Small Business Optimism Takes Sizable Fall From Record High
Depending on how you look at it, the latest National Federation of Independent Business (NFIB) report either shows a massive fall in optimism or continued positivity among small business owners. Indeed the NFIB’s small business optimism index for March does show the largest drop its seen since 2015 but that drop comes after reaching a record high in February. While Seeking Alpha notes that economists were expecting the index to reach 107 for the month after hitting 107.6 in February, the actual results came in at 104.7. Still, in more than 400 months of the index, there have only been 20 months with higher scores than in March 2018.
Beyond the headline index score, the NFIB’s newest report included some interesting data.
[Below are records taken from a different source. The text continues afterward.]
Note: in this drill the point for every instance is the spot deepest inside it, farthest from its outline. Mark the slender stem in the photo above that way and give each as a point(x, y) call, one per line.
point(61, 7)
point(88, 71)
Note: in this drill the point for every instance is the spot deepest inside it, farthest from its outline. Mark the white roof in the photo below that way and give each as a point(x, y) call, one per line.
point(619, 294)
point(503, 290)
For one this report had the fewest number of small business owners ranking “taxes” as their number one concern since 1982. While 22% of those surveyed ranked taxes as their top business problem in November, only 13% did so five months later. That decline is almost certainly due to the GOP-backed tax bill that passed last year. NFIB President and CEO Juanita Duggan elaborated on that statistic, saying “This is the first time in 35 years where the fewest number of small business owners have told us that taxes are their number one business problem. They’ve been so optimistic that they feel confident enough to raise wages and invest in their business, which grows the economy.”
So what are business owners concerned about these days? “Quality of labor” was the top concern once again, although it fell a percentage point from February to reach 21%. Also down were “government red tape” (14%) and the aforementioned “taxes” (13%), followed by “poor sales,” which was flat at 11%. The concern seeing the biggest gain (aside from “other,” which grew by five points) was “cost of labor,” climbing to 8% in March from 6% in February. Looking to other recent reports, cost of labor could continues to be a concern for small business owners as a simultaneous slowing in hiring rate and an increase in wage rate growth suggest that businesses are being forced to raise their hourly wages in order to attract workers. Of course that assessment would also explain why quality of labor remains an issue for entrepreneurs in the current economy.
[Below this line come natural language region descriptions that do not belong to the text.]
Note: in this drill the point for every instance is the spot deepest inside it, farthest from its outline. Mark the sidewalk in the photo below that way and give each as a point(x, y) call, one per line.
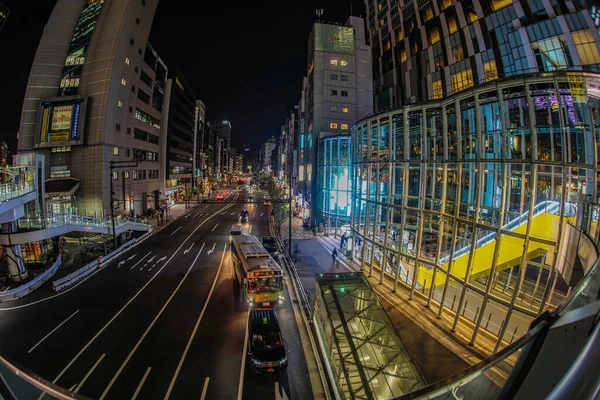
point(434, 359)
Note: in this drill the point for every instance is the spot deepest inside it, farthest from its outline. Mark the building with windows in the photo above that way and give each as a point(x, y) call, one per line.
point(338, 92)
point(267, 156)
point(178, 131)
point(4, 11)
point(100, 103)
point(477, 193)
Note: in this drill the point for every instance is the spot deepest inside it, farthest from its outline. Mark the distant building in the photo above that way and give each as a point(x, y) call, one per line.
point(101, 101)
point(178, 146)
point(4, 11)
point(267, 156)
point(337, 93)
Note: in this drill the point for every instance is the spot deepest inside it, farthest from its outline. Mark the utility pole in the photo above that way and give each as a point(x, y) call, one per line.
point(113, 165)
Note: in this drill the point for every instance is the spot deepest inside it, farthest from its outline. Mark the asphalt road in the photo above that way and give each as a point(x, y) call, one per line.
point(164, 320)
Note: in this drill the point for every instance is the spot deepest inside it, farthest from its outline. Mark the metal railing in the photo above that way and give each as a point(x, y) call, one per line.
point(9, 191)
point(37, 221)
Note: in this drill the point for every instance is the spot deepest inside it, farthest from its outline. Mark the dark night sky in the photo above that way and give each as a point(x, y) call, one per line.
point(245, 60)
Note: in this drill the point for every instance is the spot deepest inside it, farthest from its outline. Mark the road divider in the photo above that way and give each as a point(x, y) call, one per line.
point(24, 290)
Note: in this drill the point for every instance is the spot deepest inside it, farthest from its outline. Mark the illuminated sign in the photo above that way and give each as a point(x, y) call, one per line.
point(334, 38)
point(178, 82)
point(60, 122)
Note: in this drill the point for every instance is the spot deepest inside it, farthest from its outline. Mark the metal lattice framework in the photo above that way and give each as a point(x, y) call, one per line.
point(365, 356)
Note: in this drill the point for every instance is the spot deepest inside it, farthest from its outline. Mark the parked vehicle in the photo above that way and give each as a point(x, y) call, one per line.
point(266, 350)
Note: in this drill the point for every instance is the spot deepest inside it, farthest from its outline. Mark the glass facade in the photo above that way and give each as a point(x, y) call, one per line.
point(472, 202)
point(364, 355)
point(334, 179)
Speaking of the economy, NFIB Chief Economist Bill Dunkelberg attributes a lot of the recent growth to small businesses while also giving credit to various economic policies. “Small businesses have led the economy to what appears to become 12 months of three percent GDP growth,” he said. He went on to assess, “It is evident that the small business sector has responded positively to the current management in Washington and its economic policies,” he said.
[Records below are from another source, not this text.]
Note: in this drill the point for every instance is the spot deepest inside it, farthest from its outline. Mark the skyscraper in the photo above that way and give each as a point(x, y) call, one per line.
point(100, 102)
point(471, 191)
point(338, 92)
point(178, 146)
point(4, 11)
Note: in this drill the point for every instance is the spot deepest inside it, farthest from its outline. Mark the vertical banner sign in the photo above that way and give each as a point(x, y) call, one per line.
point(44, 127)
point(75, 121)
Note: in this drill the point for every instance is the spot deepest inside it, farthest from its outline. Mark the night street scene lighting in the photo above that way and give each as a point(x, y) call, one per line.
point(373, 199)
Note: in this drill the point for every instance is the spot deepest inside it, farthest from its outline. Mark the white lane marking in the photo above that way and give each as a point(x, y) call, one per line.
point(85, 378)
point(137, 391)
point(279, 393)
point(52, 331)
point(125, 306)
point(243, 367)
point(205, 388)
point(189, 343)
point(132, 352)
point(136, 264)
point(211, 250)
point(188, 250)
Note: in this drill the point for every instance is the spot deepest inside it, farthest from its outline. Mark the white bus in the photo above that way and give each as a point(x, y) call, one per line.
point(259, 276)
Ultimately, despite the sizable drop the NFIB’s optimism index witnessed last month, it would be unfair to overlook the near-record high it also reports. It seems clear that the recent tax cuts have had a positive effect on small business owners’ confidence and willingness to make further investments. At the same time it seems likely that a contracting talent pool and climbing wages will be playing a bigger role in where the index goes in the coming months.